From ese@msstate.edu Tue Nov  1 18:38:43 1994
Return-Path: <ese@msstate.edu>
Received: from Archive.MsState.Edu by utafll.uta.edu (4.1/25-eef)
	id AA03340; Tue, 1 Nov 94 18:38:37 CST
Received: from  (localhost [127.0.0.1]);
           by Archive.MsState.Edu using SMTP (8.6.8.1/7.0m-FWP-MsState);
           id QAA18111; Tue, 1 Nov 1994 16:36:53 -0600
Date: Tue, 1 Nov 1994 16:36:53 -0600
Message-Id: <01HIZ14OUHFM9OWYK6@zodiac.rutgers.edu>
Errors-To: pls1@ra.msstate.edu
Reply-To: ese@msstate.edu
Originator: ese@msstate.edu
Sender: ese@msstate.edu
Precedence: bulk
From: Susan Hockey <HOCKEY@zodiac.rutgers.edu>
To: Multiple recipients of list <ese@msstate.edu>
Subject: Developing access to electronic texts - summary of ADE presentation
X-Listprocessor-Version: 6.0c -- ListProcessor by Anastasios Kotsikonas
X-Comment: Electronic Scholarly Editions
Status: R

At Peter's request, I am posting a summary of the remarks I made
in the session `Scholarly Editions in the Digital Age' at the
Association for Documentary Editing meeting last week. 

Comments are very welcome now. I will also base my presentation at
the MLA (Session 736 at 10.15 on Friday 30 December) on these remarks
and hope that this session will generate a good discussion. The other 
speakers are Charles Faulhaber and Michael Sperberg-McQuee.

Susan Hockey
Center for Electronic Texts in the Humanities
Rutgers and Princeton Universities
-----------------------------------------------------------------------------
Developing Access to Electronic Text

Summary of ADE Presentation for Documentary Editing

The electronic edition will consist of digital images, transcripts of text and
scholarly apparatus of various kinds. A usable scholarly resource must emerge
from this amorphous mass of material in such a way that the potential of the
electronic medium for new forms of publication and research is fully exploited
whilst still maintaining the integrity and authority of the traditional
printed edition. 

SGML is important for maintaining an archival form of the information and for
separating the data from the software.

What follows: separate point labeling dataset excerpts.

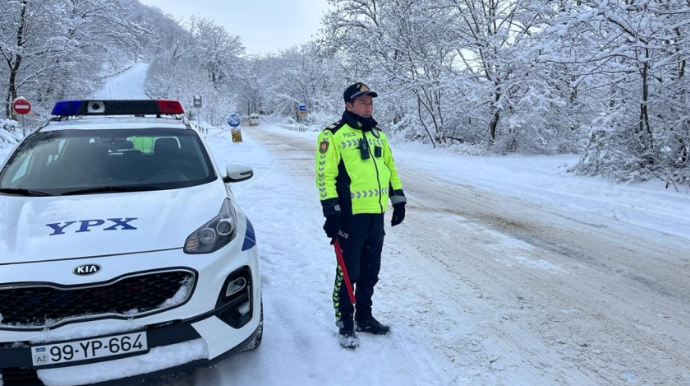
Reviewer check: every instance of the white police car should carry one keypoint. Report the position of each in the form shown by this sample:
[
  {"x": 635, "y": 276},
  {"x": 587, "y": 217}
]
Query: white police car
[{"x": 123, "y": 253}]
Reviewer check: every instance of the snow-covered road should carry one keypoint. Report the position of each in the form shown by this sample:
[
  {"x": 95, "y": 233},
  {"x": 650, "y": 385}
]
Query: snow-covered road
[
  {"x": 484, "y": 285},
  {"x": 120, "y": 86},
  {"x": 506, "y": 271}
]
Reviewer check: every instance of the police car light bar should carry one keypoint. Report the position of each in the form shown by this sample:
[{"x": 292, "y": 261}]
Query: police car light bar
[{"x": 118, "y": 107}]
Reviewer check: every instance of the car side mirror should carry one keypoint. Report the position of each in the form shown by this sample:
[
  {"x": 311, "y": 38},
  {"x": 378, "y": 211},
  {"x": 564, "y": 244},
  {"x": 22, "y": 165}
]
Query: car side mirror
[{"x": 237, "y": 173}]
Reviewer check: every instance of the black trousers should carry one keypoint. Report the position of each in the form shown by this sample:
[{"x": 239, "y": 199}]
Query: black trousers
[{"x": 361, "y": 240}]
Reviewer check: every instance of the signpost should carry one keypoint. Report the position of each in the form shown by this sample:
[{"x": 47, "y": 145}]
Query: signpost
[
  {"x": 234, "y": 121},
  {"x": 197, "y": 105},
  {"x": 22, "y": 107}
]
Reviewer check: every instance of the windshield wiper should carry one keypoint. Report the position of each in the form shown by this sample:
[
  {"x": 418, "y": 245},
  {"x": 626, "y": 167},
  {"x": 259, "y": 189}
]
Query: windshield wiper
[
  {"x": 112, "y": 189},
  {"x": 25, "y": 192}
]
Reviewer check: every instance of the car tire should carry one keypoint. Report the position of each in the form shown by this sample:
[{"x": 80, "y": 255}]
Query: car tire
[{"x": 256, "y": 342}]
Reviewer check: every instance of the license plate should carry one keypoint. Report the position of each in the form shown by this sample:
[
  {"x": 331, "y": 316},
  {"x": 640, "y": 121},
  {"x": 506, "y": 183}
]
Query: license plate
[{"x": 88, "y": 349}]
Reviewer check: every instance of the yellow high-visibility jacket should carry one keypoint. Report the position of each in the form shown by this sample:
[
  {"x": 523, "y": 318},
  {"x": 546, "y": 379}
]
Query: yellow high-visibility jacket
[{"x": 349, "y": 182}]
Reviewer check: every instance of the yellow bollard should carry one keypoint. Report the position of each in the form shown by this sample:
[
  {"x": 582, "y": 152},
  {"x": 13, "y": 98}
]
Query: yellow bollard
[{"x": 236, "y": 135}]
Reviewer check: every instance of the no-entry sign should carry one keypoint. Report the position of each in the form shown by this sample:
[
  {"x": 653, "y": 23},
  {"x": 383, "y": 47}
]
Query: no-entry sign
[{"x": 21, "y": 106}]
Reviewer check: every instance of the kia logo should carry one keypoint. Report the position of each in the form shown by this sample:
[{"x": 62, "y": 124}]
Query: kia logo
[{"x": 86, "y": 269}]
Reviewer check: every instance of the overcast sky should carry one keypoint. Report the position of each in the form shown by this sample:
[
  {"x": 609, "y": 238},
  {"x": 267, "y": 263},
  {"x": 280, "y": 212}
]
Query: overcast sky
[{"x": 265, "y": 26}]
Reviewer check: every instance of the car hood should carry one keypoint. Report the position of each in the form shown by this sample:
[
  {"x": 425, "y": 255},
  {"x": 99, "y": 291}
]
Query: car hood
[{"x": 50, "y": 228}]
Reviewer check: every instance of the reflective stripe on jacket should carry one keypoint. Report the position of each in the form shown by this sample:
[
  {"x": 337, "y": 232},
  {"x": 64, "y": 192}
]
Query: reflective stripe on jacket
[{"x": 349, "y": 183}]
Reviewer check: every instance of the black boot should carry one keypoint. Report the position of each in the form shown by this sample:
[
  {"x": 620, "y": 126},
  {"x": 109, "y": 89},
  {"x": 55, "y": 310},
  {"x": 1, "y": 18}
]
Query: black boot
[
  {"x": 347, "y": 338},
  {"x": 372, "y": 326}
]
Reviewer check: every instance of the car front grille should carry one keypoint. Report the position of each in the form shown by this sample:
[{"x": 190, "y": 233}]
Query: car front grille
[{"x": 37, "y": 306}]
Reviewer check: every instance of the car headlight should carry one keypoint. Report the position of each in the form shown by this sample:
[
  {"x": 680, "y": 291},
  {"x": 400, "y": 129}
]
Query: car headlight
[{"x": 216, "y": 233}]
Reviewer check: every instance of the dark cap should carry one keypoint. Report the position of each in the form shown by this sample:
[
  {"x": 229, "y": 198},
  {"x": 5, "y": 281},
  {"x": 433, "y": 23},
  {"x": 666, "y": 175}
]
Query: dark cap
[{"x": 357, "y": 90}]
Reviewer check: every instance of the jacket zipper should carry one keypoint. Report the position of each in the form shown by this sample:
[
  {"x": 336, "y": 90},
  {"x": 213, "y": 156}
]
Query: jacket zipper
[{"x": 378, "y": 178}]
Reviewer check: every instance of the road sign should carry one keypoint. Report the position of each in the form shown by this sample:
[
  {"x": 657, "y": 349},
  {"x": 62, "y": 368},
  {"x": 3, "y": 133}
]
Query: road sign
[
  {"x": 21, "y": 106},
  {"x": 236, "y": 134},
  {"x": 234, "y": 120}
]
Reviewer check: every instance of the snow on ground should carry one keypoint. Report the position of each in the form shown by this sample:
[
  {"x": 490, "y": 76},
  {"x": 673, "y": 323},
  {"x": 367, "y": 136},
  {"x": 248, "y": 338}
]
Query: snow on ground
[
  {"x": 128, "y": 85},
  {"x": 506, "y": 271}
]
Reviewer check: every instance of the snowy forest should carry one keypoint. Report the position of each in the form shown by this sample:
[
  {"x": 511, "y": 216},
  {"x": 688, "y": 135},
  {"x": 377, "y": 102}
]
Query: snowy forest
[{"x": 602, "y": 78}]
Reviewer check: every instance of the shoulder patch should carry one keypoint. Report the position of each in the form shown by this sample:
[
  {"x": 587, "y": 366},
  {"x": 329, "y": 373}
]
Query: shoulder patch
[
  {"x": 323, "y": 147},
  {"x": 335, "y": 126}
]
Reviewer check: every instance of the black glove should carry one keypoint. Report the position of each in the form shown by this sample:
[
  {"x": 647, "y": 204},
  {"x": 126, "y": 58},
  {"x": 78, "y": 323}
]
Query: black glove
[
  {"x": 398, "y": 213},
  {"x": 332, "y": 225}
]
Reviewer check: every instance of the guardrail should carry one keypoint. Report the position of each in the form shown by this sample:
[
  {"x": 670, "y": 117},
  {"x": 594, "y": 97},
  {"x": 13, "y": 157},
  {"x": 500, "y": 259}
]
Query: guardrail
[{"x": 293, "y": 127}]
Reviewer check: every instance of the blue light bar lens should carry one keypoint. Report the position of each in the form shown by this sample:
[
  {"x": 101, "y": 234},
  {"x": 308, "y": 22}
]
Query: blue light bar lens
[{"x": 66, "y": 108}]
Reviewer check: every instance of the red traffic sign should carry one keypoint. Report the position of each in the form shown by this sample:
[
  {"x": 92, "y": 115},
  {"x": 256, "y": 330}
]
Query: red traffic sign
[{"x": 21, "y": 106}]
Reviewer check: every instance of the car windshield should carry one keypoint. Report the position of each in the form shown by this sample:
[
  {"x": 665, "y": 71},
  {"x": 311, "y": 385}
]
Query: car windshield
[{"x": 106, "y": 161}]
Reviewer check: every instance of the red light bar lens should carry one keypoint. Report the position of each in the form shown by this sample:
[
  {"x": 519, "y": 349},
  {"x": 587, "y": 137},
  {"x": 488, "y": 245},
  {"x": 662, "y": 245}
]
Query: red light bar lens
[{"x": 169, "y": 106}]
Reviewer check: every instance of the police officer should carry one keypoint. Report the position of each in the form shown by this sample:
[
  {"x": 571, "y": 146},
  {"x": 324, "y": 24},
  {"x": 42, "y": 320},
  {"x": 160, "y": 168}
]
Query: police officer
[{"x": 356, "y": 176}]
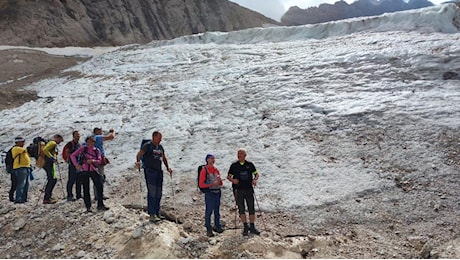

The Text Encoding Initiative's
implementation of SGML contains many features relevant for electronic
editions. Areas which are not well catered for within the current version 
of the TEI Guidelines can be added in the future within the same overall 
framework. Important aspects of the TEI are, firstly, the header which 
provides documentation of the electronic text and a link to the library 
catalog and,secondly, the tags for analytic and interpretive information 
which permit multiple and possibly conflicting interpretations associated 
with the same section of text. The encoding is incremental with new scholars 
adding encoding to the same text.

For the software, new users are often attracted by glitz, but it is the
functionality which is important. It takes longer to grasp the scope of the
functionality and new users often want to `make a CDROM'. CDROMs are perhaps
the medium of choice at present, since they fit in better with current
publishing and library procedures, but they are limited in size, their
lifespan is not known and they present a closed system since the user cannot
write to them. The information can only be used in pre-determined ways and the
variety of CDROMs available now presents substantial support problems for
libraries.

The future means of access to the electronic edition will be via the network,
but we need to look beyond the current generation of network navigation tools
(ftp, gopher, WAIS etc) which are too limited for this kind of data. The
Mosaic interface to the World Wide Web is very popular at present, but 
it is based on a simple SGML application which is oriented towards 
presentation rather than analysis, and it causes fragmentation of the data 
into many small documents. Mosaic is useful as a front-end to a more 
sophisticated retrieval and analysis system. At present there are no 
authentication procedures on the Internet and so users have no way of 
knowing what they have got and where it came from. Maintenance is also
dependent on volunteers who are often more enthusiastic about new material
than keeping the old accessible.

The network-based system of the future needs to satisfy many, possibly
conflicting, scholarly concerns, but must also be manageable for maintenance
purposes. The access software must provide a wide range of options from
general purpose easy-to-use facilities to detailed and specific requirements.
The specification for this software must be based on research on what scholars
want to do. Retrieval and concordance functions are reasonably well-
understood. TACT and OCP, two of the most widely-used humanities computing
programs which were developed within the humanities computing communities, are
examples which include very flexible searching allowing for different
alphabets, punctuation, searches by frequency etc. However retrieval programs
in use today employ low-level string searching with Boolean logic, a technology
which has not progressed since the 1960's. We need to separate homographs, and
include lemmatization, and morphological and syntactic analysis. One approach
to developing more sophisticated retrieval is to create electronic linguistic
resources such as a lexical database from which a retrieval program will
derive more information about the word or concept which the user is searching
for. The database will contain lemma, morphological analysis, common
collocates to indicate the semantic field and can be treated as a dynamic
object which is being constantly updated.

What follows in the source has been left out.